Okay, then what about the “*” part? Some experts suspect that it may be referring to the A* algorithm.
Did you ever wonder how your GPS device finds the shortest distance from A to B when there are hundreds and thousands of streets and countless combinations of the ways to traverse them? A* is a relatively straightforward AI path-finding algorithm. It is not a machine learning algorithm nor a deep learning algorithm. Variations of A* algorithm powers everything from your GPS navigation system, your robot vacuum cleaner, to the way characters move in video games.
A* is based on Djikstra’s Path Finding Algorithm invented in 1956. Thus it is hardly a new invention. A* improves Djikstra’s algorithm by adding “heuristics.” If you are driving from San Francisco to Los Angeles, it makes sense to be generally moving toward the south. A* tries to search the path going toward the south first before traversing all possible ways of moving.
A heuristic is a way of thinking that’s not guaranteed to give you the right solution, but generally a good way to approximate right solutions, or at least prune the solutions that are likely wrong. Occam’s Razor mentioned earlier is a form of heuristic. In fact, we humans rely heavily on heuristics every day, often a little too much.
One of the problems of Reinforcement Learning is that the AI is frequently burdened with too many choices and too many diverging paths. An AlphaGo-like AI at the beginning of the training process would make tons of stupid moves. It would literally take millions of simulated games until it becomes good at distinguishing bad moves from good moves. But real-life human masters do not (and cannot) play millions of games to become good at their crafts. They develop heuristics and intuition to quickly narrow down a set of acceptable moves.

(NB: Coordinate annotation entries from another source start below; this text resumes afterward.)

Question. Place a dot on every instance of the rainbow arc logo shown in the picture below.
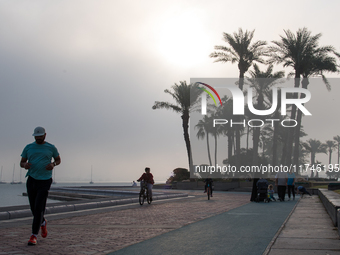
(209, 93)
(204, 102)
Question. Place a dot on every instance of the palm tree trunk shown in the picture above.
(208, 148)
(275, 138)
(305, 83)
(289, 148)
(312, 162)
(230, 144)
(237, 127)
(185, 125)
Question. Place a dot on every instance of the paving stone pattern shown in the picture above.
(110, 231)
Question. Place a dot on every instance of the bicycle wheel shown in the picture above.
(148, 198)
(141, 197)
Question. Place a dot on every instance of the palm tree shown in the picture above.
(319, 62)
(313, 147)
(330, 144)
(337, 139)
(262, 82)
(294, 51)
(242, 52)
(204, 128)
(186, 97)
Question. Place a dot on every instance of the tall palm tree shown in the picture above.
(330, 144)
(186, 97)
(244, 53)
(294, 51)
(262, 82)
(204, 129)
(337, 139)
(313, 147)
(318, 63)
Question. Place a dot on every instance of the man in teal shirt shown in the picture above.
(37, 159)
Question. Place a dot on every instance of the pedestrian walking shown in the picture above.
(291, 184)
(37, 159)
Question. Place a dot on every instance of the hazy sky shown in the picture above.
(90, 71)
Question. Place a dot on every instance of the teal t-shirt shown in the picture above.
(291, 177)
(39, 155)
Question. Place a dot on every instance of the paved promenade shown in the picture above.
(227, 224)
(110, 229)
(309, 230)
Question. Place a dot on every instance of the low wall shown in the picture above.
(218, 186)
(331, 202)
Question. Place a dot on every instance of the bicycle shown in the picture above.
(144, 194)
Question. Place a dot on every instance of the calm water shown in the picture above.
(11, 194)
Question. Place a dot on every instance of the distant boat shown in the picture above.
(1, 182)
(91, 182)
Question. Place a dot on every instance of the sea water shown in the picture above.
(11, 194)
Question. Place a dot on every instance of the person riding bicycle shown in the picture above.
(208, 181)
(147, 178)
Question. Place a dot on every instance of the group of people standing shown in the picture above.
(285, 181)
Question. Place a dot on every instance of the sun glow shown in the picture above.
(184, 41)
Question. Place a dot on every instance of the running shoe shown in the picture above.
(44, 230)
(33, 240)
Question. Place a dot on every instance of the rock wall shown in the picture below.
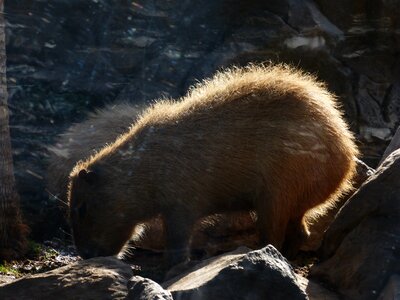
(66, 58)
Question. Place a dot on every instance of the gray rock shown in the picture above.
(394, 145)
(259, 274)
(392, 289)
(361, 247)
(97, 278)
(146, 289)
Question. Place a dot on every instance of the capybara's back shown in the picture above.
(265, 138)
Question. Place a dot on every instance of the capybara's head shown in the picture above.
(100, 225)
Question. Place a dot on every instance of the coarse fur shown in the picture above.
(212, 235)
(83, 139)
(263, 138)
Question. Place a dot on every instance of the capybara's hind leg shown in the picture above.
(296, 234)
(271, 222)
(178, 229)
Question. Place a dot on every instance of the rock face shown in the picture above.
(363, 243)
(259, 274)
(145, 289)
(98, 278)
(66, 58)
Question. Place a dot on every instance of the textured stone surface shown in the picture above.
(98, 278)
(145, 289)
(66, 58)
(259, 274)
(361, 247)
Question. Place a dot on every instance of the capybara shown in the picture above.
(263, 138)
(83, 139)
(213, 235)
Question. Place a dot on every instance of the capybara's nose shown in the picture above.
(86, 253)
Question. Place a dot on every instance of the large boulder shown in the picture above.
(361, 247)
(97, 278)
(259, 274)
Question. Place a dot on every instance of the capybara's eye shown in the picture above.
(82, 210)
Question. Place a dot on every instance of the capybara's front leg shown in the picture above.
(178, 230)
(296, 234)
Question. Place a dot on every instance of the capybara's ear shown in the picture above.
(87, 176)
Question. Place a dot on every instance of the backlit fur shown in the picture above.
(263, 138)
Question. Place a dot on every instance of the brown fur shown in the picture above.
(212, 235)
(265, 138)
(83, 139)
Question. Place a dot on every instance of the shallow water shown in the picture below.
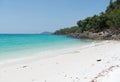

If OpenAI developed not only a way to apply reinforcement learning to LLM, but also a way to make the process efficient and practical by heuristics-powered path finding, the name “Q*” makes sense. This might lead to the RL algorithm being applied to the generalized real-world problems, instead of games simulated inside computers. If so, we may have a truly self-learning, human-surpassing, world-changing AI in near future. This might have worried the board of directors of OpenAI enough to derail, or at least slow down, the developments at OpenAI.
Again, as of now, everything in this article is a little more than a conjecture, but a conjecture based on “heuristics.” Time will tell what comes out of this interesting event. We could be facing exciting possibilities, or dangerous challenges, if not both.